In the old days you could create an application that automated one aspect of your business process and that was fine. And in a lot of exercises and assignments in school, that is how we are taught to do things. But that is not good enough anymore. Most everything has already been automated in isolation, but now the problem is that these silos don’t talk to each other. Here is an example:
I was talking to a co-worker. He travelled a lot and had a ton of points with a hotel chain. He decides he wants to use some of those points to get a free hotel room for an overdue trip with his wife next week. So he logs on to the hotel web site to find a room and reserve it. He wants to pay for the room with his points. He can see the reservation, and he can see his points, but it isn’t obvious how to do the transaction with both. Then the hotel’s instructions go something like this: “If you wish to use points for your hotel stay, please call our 1-800 number to redeem your points as a paper certificate. Your certificate will be mailed to your home address in approximately 14 days. Please present the certificate upon check-in to complete the redemption process.
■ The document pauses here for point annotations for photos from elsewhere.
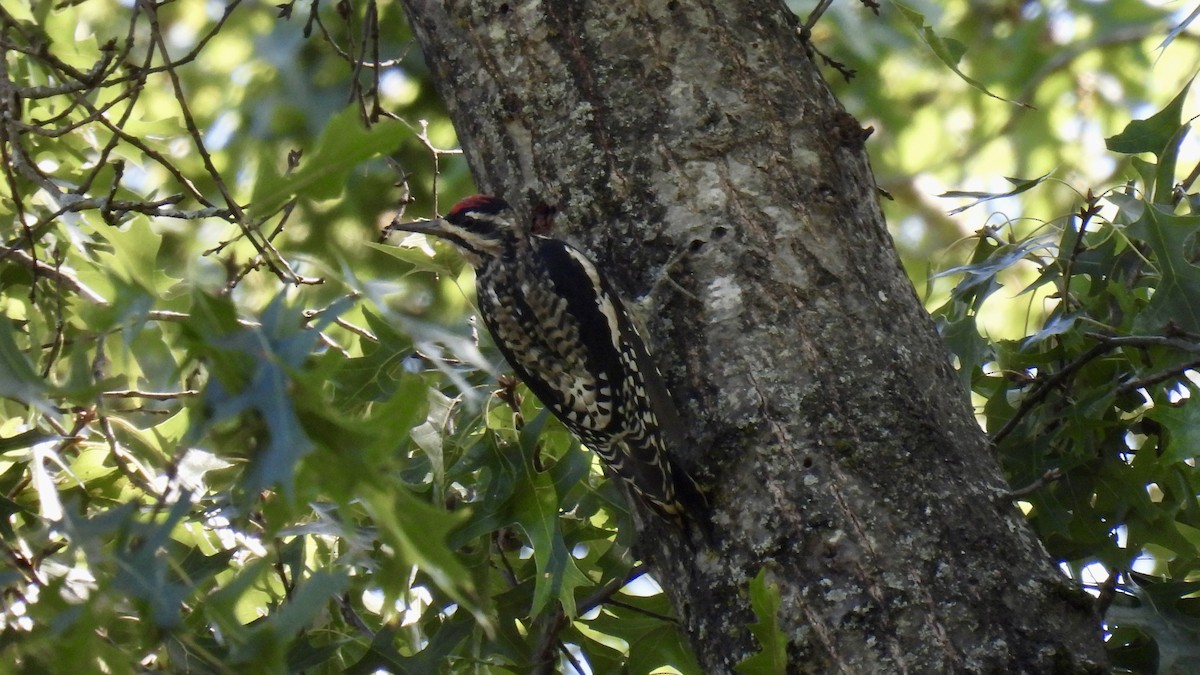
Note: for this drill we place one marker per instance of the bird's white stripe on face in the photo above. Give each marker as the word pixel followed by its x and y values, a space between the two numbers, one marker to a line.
pixel 603 300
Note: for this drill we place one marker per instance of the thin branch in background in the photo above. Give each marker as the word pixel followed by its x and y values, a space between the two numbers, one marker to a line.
pixel 58 274
pixel 1042 482
pixel 150 395
pixel 1157 377
pixel 1045 386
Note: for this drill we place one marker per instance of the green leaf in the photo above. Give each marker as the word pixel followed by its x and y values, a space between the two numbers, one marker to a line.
pixel 765 603
pixel 323 173
pixel 535 508
pixel 948 51
pixel 1151 135
pixel 1176 298
pixel 1167 613
pixel 419 532
pixel 306 601
pixel 1181 425
pixel 17 376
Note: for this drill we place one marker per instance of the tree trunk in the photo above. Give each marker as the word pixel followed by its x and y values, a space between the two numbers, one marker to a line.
pixel 694 142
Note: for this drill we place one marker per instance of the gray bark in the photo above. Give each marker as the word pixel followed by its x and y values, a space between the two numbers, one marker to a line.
pixel 695 139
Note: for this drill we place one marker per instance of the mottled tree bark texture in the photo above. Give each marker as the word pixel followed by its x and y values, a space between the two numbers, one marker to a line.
pixel 694 150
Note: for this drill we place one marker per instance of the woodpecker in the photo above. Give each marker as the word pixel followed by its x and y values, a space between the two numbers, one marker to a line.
pixel 569 338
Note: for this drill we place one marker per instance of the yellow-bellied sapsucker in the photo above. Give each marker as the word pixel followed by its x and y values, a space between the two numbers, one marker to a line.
pixel 568 336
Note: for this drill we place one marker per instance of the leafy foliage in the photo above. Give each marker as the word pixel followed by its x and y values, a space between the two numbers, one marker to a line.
pixel 765 602
pixel 1096 411
pixel 235 435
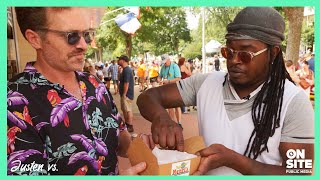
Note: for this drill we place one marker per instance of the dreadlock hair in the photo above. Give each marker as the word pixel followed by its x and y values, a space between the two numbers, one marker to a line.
pixel 267 106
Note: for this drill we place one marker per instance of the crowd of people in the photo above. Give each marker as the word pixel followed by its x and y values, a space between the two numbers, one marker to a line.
pixel 61 112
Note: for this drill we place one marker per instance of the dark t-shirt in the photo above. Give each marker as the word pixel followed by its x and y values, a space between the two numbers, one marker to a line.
pixel 127 77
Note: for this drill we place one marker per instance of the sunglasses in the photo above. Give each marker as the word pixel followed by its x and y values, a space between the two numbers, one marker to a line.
pixel 73 37
pixel 244 56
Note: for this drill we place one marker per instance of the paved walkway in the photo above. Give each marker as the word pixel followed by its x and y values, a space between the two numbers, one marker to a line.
pixel 141 125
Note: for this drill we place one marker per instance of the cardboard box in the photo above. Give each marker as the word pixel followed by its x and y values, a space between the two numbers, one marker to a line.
pixel 139 152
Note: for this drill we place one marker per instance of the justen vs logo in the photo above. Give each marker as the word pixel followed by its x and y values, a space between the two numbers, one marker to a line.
pixel 297 162
pixel 181 168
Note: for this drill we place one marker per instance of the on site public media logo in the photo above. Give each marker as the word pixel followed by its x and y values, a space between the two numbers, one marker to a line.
pixel 181 168
pixel 297 162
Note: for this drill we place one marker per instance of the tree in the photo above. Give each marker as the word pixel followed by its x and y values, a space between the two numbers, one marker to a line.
pixel 217 19
pixel 162 31
pixel 295 17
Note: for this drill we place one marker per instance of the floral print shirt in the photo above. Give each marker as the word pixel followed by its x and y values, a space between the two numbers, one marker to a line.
pixel 49 131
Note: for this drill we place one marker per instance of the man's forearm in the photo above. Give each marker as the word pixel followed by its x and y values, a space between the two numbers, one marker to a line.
pixel 125 89
pixel 174 80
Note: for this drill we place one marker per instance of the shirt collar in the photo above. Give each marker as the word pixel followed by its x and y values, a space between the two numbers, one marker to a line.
pixel 235 94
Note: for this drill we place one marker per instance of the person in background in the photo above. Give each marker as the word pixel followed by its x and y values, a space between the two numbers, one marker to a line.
pixel 99 67
pixel 126 90
pixel 250 117
pixel 60 120
pixel 142 75
pixel 311 62
pixel 114 75
pixel 153 73
pixel 89 67
pixel 185 72
pixel 216 62
pixel 306 77
pixel 170 73
pixel 106 75
pixel 292 71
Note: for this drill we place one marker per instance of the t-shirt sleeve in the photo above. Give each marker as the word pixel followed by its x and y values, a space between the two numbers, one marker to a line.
pixel 189 87
pixel 177 72
pixel 298 125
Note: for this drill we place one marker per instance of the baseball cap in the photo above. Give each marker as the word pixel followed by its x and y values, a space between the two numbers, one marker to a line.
pixel 123 57
pixel 164 58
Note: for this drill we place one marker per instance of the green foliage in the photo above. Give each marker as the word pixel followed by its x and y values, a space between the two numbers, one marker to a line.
pixel 308 35
pixel 162 30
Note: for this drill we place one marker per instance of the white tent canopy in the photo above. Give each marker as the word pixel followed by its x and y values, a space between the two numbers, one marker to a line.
pixel 213 46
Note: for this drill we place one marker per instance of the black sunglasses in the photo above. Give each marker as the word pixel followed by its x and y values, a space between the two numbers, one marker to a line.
pixel 244 56
pixel 73 37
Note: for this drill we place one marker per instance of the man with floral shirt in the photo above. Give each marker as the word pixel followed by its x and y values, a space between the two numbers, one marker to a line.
pixel 60 120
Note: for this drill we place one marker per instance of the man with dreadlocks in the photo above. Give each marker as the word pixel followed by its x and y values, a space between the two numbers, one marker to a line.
pixel 249 117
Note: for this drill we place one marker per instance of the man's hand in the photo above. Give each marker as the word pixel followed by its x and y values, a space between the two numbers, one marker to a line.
pixel 213 157
pixel 168 134
pixel 134 170
pixel 166 81
pixel 147 139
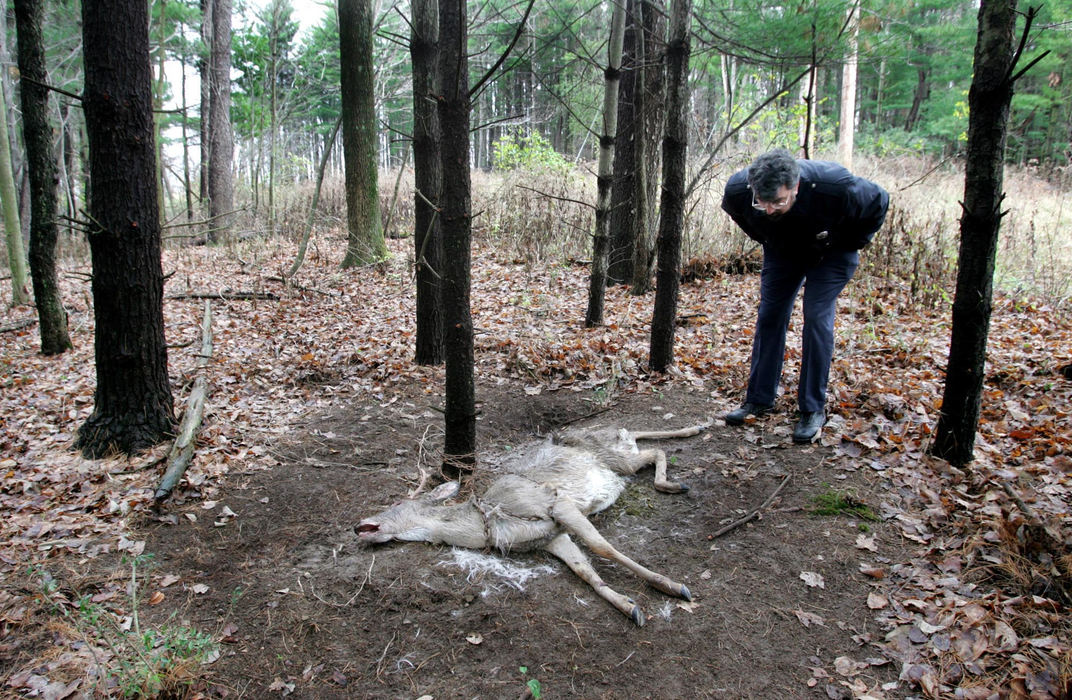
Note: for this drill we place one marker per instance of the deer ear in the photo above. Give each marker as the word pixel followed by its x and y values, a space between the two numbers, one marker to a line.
pixel 443 491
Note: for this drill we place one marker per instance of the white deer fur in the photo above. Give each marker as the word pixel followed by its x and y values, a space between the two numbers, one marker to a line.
pixel 540 495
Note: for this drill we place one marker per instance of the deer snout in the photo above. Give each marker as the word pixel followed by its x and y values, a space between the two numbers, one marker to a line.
pixel 369 533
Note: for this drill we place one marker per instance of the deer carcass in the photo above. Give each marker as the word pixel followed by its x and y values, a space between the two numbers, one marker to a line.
pixel 540 495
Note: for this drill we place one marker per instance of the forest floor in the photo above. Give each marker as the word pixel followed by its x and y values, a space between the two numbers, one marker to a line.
pixel 877 571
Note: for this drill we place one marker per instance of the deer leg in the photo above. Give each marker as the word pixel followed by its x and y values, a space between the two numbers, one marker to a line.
pixel 654 456
pixel 567 515
pixel 565 549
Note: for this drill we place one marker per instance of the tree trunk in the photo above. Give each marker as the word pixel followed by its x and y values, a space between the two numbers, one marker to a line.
pixel 428 176
pixel 919 97
pixel 206 101
pixel 456 208
pixel 672 207
pixel 12 226
pixel 133 402
pixel 221 184
pixel 597 283
pixel 366 236
pixel 847 119
pixel 648 132
pixel 623 206
pixel 41 163
pixel 988 101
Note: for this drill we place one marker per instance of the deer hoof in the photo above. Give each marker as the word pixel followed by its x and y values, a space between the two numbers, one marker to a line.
pixel 671 487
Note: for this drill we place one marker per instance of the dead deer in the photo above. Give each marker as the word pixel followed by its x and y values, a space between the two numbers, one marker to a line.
pixel 540 495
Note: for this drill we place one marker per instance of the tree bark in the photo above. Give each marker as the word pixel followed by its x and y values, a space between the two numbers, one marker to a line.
pixel 988 102
pixel 206 98
pixel 672 206
pixel 847 119
pixel 366 236
pixel 221 184
pixel 428 176
pixel 623 207
pixel 597 283
pixel 41 163
pixel 456 212
pixel 133 400
pixel 12 226
pixel 648 132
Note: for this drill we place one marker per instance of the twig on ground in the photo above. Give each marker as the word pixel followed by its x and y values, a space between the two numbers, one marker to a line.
pixel 755 514
pixel 182 450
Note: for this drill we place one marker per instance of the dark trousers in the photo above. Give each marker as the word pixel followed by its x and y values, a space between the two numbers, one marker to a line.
pixel 779 282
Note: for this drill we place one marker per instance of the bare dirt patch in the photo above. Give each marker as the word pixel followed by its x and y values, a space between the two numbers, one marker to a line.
pixel 309 613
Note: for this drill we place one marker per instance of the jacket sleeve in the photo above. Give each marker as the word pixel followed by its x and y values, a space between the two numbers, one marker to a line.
pixel 866 204
pixel 737 202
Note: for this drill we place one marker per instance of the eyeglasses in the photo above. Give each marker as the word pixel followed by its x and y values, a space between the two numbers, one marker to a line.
pixel 762 206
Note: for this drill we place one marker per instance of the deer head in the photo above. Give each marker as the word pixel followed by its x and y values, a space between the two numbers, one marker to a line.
pixel 425 519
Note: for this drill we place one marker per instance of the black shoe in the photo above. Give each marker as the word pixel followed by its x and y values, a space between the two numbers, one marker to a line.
pixel 809 427
pixel 737 417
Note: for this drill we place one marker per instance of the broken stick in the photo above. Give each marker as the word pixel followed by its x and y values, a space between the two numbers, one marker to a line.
pixel 182 449
pixel 755 514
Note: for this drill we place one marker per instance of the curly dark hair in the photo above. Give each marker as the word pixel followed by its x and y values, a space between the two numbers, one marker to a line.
pixel 772 170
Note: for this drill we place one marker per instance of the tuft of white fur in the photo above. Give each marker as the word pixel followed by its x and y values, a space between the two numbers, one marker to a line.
pixel 479 567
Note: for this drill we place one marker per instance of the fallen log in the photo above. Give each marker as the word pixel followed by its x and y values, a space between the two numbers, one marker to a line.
pixel 17 325
pixel 182 450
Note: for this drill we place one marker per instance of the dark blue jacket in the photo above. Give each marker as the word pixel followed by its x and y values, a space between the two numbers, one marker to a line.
pixel 834 209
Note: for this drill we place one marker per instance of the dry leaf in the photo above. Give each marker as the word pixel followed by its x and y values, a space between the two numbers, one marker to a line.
pixel 863 541
pixel 876 601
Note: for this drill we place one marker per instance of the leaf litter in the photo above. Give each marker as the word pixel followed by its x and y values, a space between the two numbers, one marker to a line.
pixel 980 608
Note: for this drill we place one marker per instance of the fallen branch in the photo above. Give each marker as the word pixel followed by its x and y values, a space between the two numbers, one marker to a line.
pixel 755 514
pixel 182 449
pixel 240 296
pixel 16 325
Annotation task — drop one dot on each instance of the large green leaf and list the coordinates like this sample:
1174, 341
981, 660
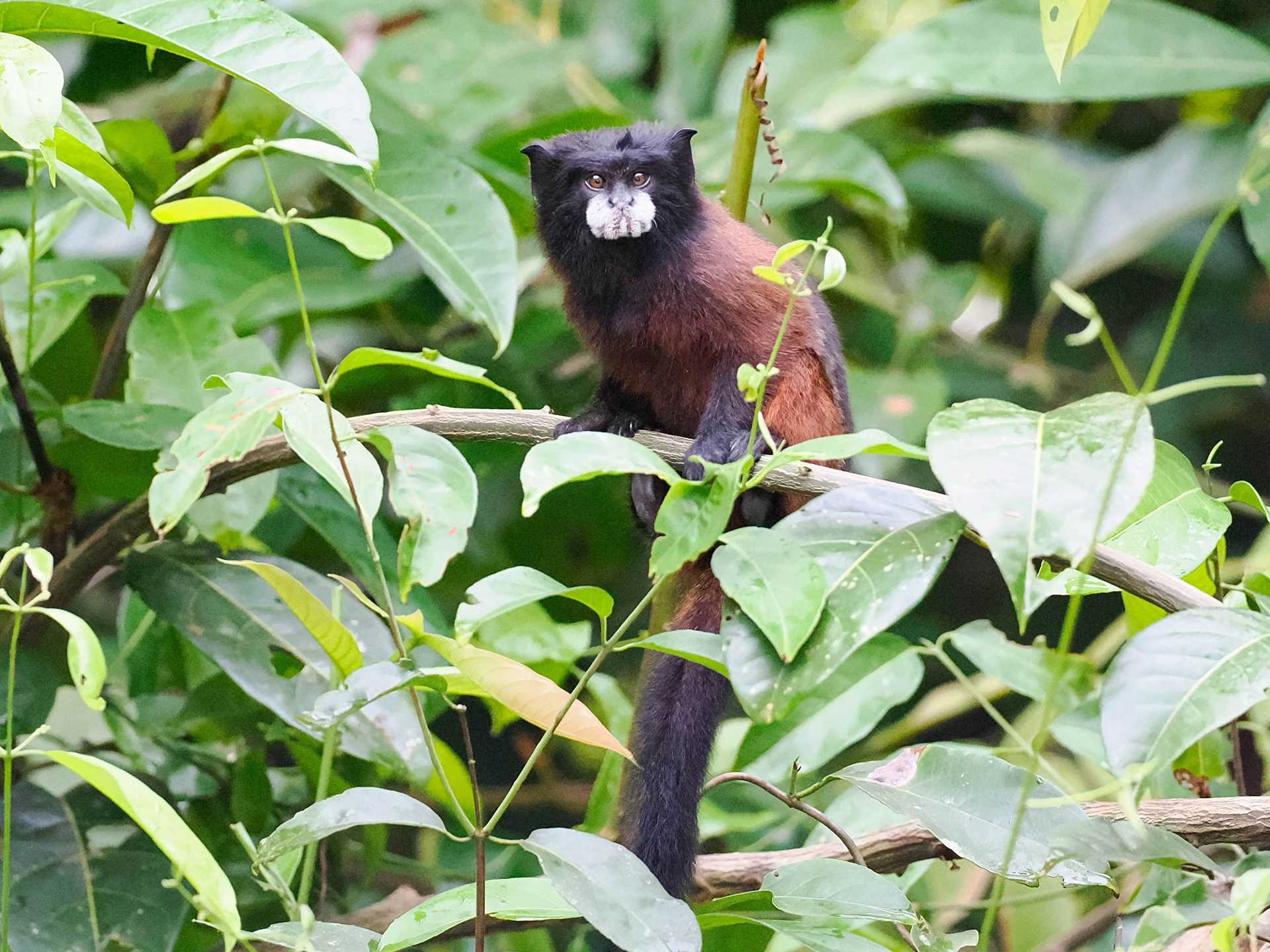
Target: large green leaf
515, 900
239, 622
1144, 48
1039, 485
164, 825
880, 549
356, 807
968, 800
583, 456
775, 582
883, 673
1181, 678
615, 891
265, 46
1029, 669
451, 216
433, 489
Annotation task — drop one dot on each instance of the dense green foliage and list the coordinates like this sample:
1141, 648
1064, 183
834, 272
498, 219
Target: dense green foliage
284, 673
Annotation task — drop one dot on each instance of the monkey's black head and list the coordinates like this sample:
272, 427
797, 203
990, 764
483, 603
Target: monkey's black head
614, 193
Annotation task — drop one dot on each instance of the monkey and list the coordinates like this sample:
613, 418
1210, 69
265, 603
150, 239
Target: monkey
659, 285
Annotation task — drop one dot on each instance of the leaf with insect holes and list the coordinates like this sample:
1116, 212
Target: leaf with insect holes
583, 456
328, 631
205, 208
433, 489
357, 807
225, 430
361, 238
163, 824
535, 698
31, 91
429, 361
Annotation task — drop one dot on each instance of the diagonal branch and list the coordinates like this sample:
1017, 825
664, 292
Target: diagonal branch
536, 427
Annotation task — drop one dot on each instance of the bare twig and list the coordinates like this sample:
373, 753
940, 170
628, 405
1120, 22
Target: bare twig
112, 353
536, 427
794, 804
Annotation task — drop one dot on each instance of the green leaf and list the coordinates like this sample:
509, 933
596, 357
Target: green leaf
513, 900
31, 91
968, 800
321, 937
1038, 485
431, 361
84, 655
615, 891
238, 621
1029, 669
1181, 678
883, 673
694, 516
164, 825
880, 549
228, 429
833, 888
335, 640
269, 50
1246, 493
845, 446
204, 208
77, 163
357, 807
306, 423
140, 150
452, 219
526, 692
1144, 48
583, 456
433, 489
126, 426
1067, 27
361, 238
774, 582
513, 588
704, 648
63, 291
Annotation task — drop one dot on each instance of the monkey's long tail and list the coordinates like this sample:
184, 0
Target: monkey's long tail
673, 730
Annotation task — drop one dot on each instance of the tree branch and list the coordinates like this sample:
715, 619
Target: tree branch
536, 427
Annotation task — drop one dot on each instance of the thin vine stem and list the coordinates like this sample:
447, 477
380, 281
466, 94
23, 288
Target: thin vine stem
607, 644
8, 764
385, 590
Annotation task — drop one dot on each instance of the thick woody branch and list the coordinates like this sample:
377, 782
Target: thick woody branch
536, 427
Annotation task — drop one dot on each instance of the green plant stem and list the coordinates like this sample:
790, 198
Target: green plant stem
1197, 386
385, 590
329, 742
1193, 270
8, 764
31, 262
607, 644
741, 173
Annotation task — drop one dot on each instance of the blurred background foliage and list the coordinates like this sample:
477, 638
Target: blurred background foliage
952, 210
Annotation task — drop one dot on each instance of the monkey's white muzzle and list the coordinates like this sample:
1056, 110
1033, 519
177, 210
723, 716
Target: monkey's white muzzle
611, 222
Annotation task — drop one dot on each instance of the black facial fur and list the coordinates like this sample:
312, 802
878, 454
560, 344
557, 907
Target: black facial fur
559, 169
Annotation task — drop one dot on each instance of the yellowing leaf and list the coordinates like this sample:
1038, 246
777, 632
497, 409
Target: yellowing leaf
1067, 27
531, 696
335, 640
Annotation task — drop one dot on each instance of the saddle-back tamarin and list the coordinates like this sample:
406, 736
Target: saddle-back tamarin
659, 282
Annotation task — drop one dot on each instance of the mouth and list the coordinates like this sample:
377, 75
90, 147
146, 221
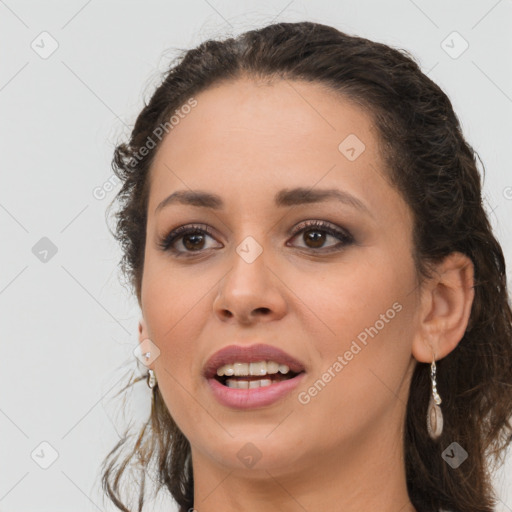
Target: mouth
252, 376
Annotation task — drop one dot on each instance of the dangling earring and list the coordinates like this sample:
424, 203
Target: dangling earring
151, 379
434, 413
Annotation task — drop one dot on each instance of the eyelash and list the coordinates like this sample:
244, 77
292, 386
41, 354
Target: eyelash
166, 242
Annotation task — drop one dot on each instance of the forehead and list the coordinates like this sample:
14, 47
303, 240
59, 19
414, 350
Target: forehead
253, 138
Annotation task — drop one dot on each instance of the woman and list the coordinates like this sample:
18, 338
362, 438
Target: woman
324, 305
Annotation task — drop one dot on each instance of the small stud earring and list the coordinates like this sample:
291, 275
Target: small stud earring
151, 379
434, 413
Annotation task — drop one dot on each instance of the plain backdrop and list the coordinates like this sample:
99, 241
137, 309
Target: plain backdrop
73, 77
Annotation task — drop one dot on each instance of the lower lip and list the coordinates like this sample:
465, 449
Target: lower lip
256, 397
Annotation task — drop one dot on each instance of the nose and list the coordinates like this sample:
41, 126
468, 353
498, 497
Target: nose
250, 292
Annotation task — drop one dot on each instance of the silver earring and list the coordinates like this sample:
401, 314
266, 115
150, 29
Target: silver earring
434, 413
151, 379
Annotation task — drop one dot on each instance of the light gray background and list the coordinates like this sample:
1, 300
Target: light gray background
68, 325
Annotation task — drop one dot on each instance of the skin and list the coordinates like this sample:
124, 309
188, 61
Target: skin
343, 449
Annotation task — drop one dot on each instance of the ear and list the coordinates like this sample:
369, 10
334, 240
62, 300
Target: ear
143, 330
445, 307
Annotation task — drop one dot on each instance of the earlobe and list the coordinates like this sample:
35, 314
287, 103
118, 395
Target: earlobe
445, 308
143, 332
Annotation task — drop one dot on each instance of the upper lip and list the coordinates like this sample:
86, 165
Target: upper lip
249, 354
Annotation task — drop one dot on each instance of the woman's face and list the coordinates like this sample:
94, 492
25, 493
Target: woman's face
339, 297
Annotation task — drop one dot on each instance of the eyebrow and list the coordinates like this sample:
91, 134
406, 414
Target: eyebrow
285, 197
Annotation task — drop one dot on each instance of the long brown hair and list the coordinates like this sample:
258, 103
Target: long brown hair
431, 164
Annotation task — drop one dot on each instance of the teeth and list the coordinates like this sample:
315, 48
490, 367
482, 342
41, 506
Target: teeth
246, 384
254, 369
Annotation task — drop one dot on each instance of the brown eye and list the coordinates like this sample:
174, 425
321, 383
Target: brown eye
315, 235
193, 239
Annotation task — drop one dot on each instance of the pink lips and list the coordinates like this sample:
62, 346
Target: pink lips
255, 397
250, 354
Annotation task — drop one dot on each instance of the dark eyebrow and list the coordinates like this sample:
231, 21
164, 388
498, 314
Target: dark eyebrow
285, 197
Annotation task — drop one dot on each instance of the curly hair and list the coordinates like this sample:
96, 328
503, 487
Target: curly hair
430, 163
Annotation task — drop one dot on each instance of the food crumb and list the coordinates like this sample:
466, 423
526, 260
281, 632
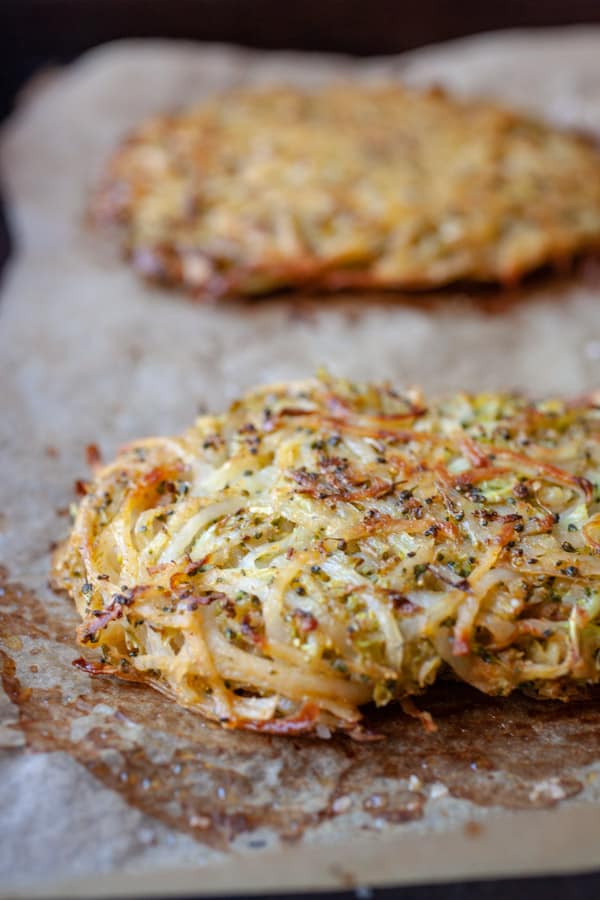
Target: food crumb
341, 804
438, 790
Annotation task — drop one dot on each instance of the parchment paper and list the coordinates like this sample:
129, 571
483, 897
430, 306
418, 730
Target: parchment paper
108, 788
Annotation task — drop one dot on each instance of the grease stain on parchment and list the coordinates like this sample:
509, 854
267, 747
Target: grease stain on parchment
213, 784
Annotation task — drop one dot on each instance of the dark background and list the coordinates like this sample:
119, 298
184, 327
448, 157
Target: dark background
36, 34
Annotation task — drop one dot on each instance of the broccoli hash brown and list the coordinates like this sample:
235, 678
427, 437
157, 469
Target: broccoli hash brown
326, 544
349, 187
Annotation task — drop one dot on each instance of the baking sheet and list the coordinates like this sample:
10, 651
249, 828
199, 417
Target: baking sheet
108, 787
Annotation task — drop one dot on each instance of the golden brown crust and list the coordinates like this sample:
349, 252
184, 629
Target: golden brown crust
349, 187
326, 544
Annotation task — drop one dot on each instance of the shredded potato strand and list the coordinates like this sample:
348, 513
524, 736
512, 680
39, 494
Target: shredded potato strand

If you wish to expedite the delivery of your certificate, click here to pay $20 for the overnight shipping charges.”
How lame is that? Not only does it cost money for the hotel chain to deal with those paper certificates, but it angers the customers they are trying to reward. Systems developed in isolation that don’t talk to each other.
So not only do our applications need to do things well within their own scope, they need to connect with everything else.
If you think about how business works, it’s really more about workflow that cuts horizontally across many areas, it’s not a vertical silo. And the workflow can start other workflows (fork), or receive input from others (join). For example, a customer order that debits inventory that orders replenishment from the manufacturer that may start a new credit request.
It’s not possible to build everything into a single application. Scope your application, but enable the data flow so that it can communicate with other systems that haven’t even been built yet.